I also think a lot of it has to do with hunting. Here, coyotes have been hit hard. They might be curious, but in general, I think they get the fact that humans equal trouble. California...I don't think so.

I believe problem animals should be killed, but I'm not sure that those are necessarily problem animals parks has.


----------



## aggiemulletboy (May 31, 2006)

boomgoon said:


> http://www.nytimes.com/1992/11/29/us/coyotes-blamed-for-rabies-outbreak-in-texas.html?sec=health
> 
> "I've said it before, and I'll say it again: If we could get more help on coyote control, it would really help us," said Dr. Margo, whose county saw a resurgence of the disease this fall after having no cases this summer. "This is a deadly disease we're talking about."


That article was from 18 years ago. I'd be more worried about skunks or bats as a vector honestly.


----------



## boom! (Jul 10, 2004)

aggiemulletboy said:


> However, none of those were in Texas.


I wonder if the coyotes know that? :rotfl:
I'll give you one thing amb, at least between you and bruce, you can properly identify a snake.


----------



## aggiemulletboy (May 31, 2006)

boomgoon said:


> I wonder if the coyotes know that? :rotfl:
> I'll give you one thing amb, at least between you and bruce, you can properly identify a snake.


Pretty sure you skipped the rest of my post then. Cheers for intelligent conversation. I hate cheers'ing myself.

PS: I'd probably be worried about rover down the street. Make sure you kill any golden, dalmatian, terrier that looks at your kids too


----------



## boom! (Jul 10, 2004)

aggiemulletboy said:


> That article was from 18 years ago. I'd be more worried about skunks or bats as a vector honestly.


If you would read the op, then you would understand that the yotes are hovering around the kid's bus stop. We will wack the bats and skunks when they arrive. :rotfl:


----------



## aggiemulletboy (May 31, 2006)

boomgoon said:


> If you would read the op, then you would understand that the yotes are hovering around the kid's bus stop. We will wack the bats and skunks when they arrive. :rotfl:


I read the op. Coyotes are no different than other intelligent mammals. They are curious.

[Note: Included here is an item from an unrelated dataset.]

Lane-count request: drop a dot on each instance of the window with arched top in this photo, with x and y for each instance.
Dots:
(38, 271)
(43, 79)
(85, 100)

No different than the "attack" video JQ posted of the coyote curiously approaching something that looked new (a hunter decked out in camo in this case). They used to watch me play golf in middle of Houston at Lakeside for years. Never one issue. Just sayin.

Problem coyotes should be killed. Are those actually problem coyotes that are stalking children? I don't know, but it doesn't sound like that are stalking them.

In all honesty, I don't really care either way. Just throwing out my opinion.


----------



## boom! (Jul 10, 2004)

Well like MC, your opinons are based on emotion and cartoons. We kill coyotes on the ranch. They kill our deer. They carry rabies. They have been well documented to attack children, and those are on the rise due to encroachment and overpopulation. (yotes, not kids, or both for all I care) If any were seen on Tiki, I would kill them too. I'm throwing a picture of a dead rattler just because I can.


----------



## FishinFoolFaron (Feb 11, 2009)

Yes, they are just curious at this point. Curious to find out if what they are looking at is edible. A lone coyote will not usually attack anything larger than a rabbit unless threatened. Two or more coyotes will attempt to take down larger prey.
They need to develop a fear of humans if they wish to survive. I'm not saying they have to be killed, they just need to learn that creatures that walk on two legs are not good to a source of food.

Hello Jungle...3.....2.....1.....


----------



## Harbormaster (May 26, 2000)

boomgoon said:


> I'm throwing a picture of a dead rattler just because I can.


Those ghosts are eerie looking! Did you know them?

They ain't a bull that can't be rode and they ain't a cowboy that cain't be thowed!


----------



## sweenyite (Feb 22, 2009)

boomgoon said:


> Well like MC, your opinons are based on emotion and cartoons. We kill coyotes on the ranch. They kill our deer. They carry rabies. They have been well documented to attack children, and those are on the rise due to encroachment and overpopulation. (yotes, not kids, or both for all I care) If any were seen on Tiki, I would kill them too. I'm throwing a picture of a dead rattler just because I can.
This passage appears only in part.